Now, that does not mean he is about to lose the next election: he can afford to lose 7-10% of his electorate and still win handsomely any election. It is also a fact that he is safe from any Recall Election drive. Not that one would happen as the Tascon list made sure that no one from the opposition will ever ask again for a Recall Election through a signature: this #72 constitutional article might as well be erased from the constitution. But the fact is that after such a victory Chavez can even forget about his promise (unconstitutional by the way) to call himself for a Recall Election: there is no way he can lose it since it would require more votes than what he got Sunday to quick him out. But in six years from now he will need to campaign a little harder than he did this time, it will not be as easy (unless, of course, democracy is buried six feet deep).

The future of non-Chavez chavismo

The result have shown how paltry are Chavez allies. If he wants he can simply send them packing, call for a new National Assembly election and he would still get an MVR solid majority without much trouble.

The PPT never brought much votes for Chavez. It had an overblown role in the government because it was the only leftist group that had some administrative skill, albeit limited. Thus the PPT has come across popular imagery as a powerful party because of its patronage power from holding such important posts as PDVSA or education minsitry. But now that the numbers are in, it is doubtful that Chavez will be as lenient as he was to the PPT. Also their only governor, Manuitt, cannot run again.

PODEMOS (aptly nicknamed Pedimos, we demand) is the most pitiful of the lot even though it is the one that got closest to 7% of the vote. With the departure of Didalco Bolivar from Aragua and Ramon Martinez from Sucre in two years form now, Podemos is headed for the dustbin of history. From the start this division of the MAS brought to Podemos the scum of the MAS. And it has behaved as such since them, making people like Iris Varela look good in comparison.

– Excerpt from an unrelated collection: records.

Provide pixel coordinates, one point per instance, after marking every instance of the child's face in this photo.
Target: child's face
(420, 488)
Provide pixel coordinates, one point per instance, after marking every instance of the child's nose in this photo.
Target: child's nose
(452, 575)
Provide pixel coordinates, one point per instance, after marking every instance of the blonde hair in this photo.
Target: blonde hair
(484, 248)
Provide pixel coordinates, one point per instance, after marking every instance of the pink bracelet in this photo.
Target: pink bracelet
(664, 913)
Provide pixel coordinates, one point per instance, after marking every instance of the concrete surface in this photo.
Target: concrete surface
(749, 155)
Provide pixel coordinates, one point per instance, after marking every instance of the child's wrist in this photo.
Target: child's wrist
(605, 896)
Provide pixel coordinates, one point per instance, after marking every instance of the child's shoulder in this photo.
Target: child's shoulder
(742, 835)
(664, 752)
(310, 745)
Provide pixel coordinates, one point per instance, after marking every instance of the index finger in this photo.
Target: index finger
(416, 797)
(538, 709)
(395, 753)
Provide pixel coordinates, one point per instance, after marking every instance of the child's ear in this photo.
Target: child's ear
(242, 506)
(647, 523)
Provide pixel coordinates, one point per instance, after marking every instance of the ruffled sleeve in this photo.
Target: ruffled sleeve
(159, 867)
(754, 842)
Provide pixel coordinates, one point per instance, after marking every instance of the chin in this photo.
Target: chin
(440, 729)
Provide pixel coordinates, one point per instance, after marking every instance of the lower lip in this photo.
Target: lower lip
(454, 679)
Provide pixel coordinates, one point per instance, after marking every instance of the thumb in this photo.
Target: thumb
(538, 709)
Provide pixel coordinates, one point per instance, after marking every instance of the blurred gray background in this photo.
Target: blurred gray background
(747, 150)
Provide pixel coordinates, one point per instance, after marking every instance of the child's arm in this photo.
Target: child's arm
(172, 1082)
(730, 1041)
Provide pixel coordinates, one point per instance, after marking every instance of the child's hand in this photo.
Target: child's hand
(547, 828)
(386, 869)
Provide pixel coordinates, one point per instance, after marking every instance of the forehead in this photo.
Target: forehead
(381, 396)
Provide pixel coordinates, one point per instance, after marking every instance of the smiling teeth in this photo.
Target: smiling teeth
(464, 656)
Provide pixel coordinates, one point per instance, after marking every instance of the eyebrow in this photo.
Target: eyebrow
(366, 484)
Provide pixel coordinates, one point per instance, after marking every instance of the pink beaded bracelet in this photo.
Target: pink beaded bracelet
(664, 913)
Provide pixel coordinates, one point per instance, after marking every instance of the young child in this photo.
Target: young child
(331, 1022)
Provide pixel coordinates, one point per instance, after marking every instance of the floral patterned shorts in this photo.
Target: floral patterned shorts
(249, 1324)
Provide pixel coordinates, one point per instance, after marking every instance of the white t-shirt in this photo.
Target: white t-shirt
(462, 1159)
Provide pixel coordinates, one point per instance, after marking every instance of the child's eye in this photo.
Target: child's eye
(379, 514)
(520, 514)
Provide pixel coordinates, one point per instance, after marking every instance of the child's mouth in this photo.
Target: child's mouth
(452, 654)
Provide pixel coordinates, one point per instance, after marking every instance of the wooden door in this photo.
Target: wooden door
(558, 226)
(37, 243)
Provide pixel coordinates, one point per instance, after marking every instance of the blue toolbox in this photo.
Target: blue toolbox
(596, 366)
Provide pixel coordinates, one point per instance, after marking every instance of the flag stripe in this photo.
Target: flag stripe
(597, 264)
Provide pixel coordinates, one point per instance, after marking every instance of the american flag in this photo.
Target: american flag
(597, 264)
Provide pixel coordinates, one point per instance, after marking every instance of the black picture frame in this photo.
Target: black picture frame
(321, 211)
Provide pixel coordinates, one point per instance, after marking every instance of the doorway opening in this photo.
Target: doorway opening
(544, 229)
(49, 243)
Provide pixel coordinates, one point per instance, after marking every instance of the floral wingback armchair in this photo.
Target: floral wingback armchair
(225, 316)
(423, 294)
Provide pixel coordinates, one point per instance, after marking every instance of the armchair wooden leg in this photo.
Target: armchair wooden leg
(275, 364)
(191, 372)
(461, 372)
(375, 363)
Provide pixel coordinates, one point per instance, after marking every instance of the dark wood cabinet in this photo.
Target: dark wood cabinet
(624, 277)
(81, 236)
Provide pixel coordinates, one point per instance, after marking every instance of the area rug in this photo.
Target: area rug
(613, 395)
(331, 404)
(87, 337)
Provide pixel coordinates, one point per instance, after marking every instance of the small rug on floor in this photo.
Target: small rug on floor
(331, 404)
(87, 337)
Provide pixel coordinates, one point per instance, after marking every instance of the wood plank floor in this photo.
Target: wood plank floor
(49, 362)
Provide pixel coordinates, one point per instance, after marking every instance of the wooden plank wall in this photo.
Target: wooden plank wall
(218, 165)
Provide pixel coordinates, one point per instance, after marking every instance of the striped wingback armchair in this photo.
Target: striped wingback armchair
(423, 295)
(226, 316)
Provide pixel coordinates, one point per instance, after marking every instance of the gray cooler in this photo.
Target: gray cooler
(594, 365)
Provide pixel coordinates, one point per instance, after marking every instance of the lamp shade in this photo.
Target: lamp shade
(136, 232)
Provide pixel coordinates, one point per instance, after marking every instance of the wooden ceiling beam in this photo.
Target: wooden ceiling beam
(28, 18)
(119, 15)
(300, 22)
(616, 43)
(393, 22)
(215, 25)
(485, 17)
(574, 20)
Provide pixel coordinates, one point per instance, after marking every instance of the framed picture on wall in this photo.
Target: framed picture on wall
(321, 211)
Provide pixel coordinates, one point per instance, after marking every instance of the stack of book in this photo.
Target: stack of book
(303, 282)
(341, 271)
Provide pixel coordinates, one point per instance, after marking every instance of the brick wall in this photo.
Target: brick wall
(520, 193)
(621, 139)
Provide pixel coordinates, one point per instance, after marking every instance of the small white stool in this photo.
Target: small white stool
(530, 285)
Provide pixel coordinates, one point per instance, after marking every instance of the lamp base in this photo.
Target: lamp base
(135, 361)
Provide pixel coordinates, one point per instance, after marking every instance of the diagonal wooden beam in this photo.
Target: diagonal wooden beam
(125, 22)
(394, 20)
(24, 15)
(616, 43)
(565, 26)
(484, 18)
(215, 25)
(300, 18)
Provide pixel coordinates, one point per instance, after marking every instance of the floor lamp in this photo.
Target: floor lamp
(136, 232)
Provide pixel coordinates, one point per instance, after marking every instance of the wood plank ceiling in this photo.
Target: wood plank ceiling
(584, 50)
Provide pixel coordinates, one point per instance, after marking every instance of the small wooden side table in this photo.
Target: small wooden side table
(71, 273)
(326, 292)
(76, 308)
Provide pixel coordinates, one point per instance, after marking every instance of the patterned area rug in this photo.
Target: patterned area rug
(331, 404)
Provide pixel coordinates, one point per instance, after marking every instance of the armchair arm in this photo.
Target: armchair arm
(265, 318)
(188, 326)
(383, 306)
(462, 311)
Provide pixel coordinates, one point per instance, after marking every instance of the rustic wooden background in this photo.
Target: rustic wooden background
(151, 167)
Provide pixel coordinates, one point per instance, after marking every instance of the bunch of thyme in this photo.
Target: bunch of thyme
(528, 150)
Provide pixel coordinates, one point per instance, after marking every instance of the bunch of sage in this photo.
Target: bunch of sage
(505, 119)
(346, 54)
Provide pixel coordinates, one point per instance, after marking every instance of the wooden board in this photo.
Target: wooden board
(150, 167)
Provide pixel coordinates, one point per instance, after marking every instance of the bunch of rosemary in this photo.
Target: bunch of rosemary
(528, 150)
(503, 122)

Let’s not even discuss long the other new non entities: Lina Ron hordes failed in getting 1% of the vote even though sometimes they had more flags in chavista rallies than the MVR. The Tupamaros are lost in the distance (0,97% in their 23 de Enero bastion!). No one else matters, the MVR is the giant that swallows all of them. Their only option is to negotiate some form of entry inside the MVR: perhaps a town hall payoff? some representatives in the next parliament? The fact of the matter is that the MVR does not need them anymore and as it is well known that beggars cannot be choosers. In fact the one party system behind Chavez is already in place, there is only a need to write the official document.

Or will they dare to stick for their ideas and risk a break up with Chavez? Naah! Too much money is at stake.

1 comment:

  1. 5 years since you wrote this text, and the only thing you missed was the fact that PPT and Podemos actually broke up with the guy.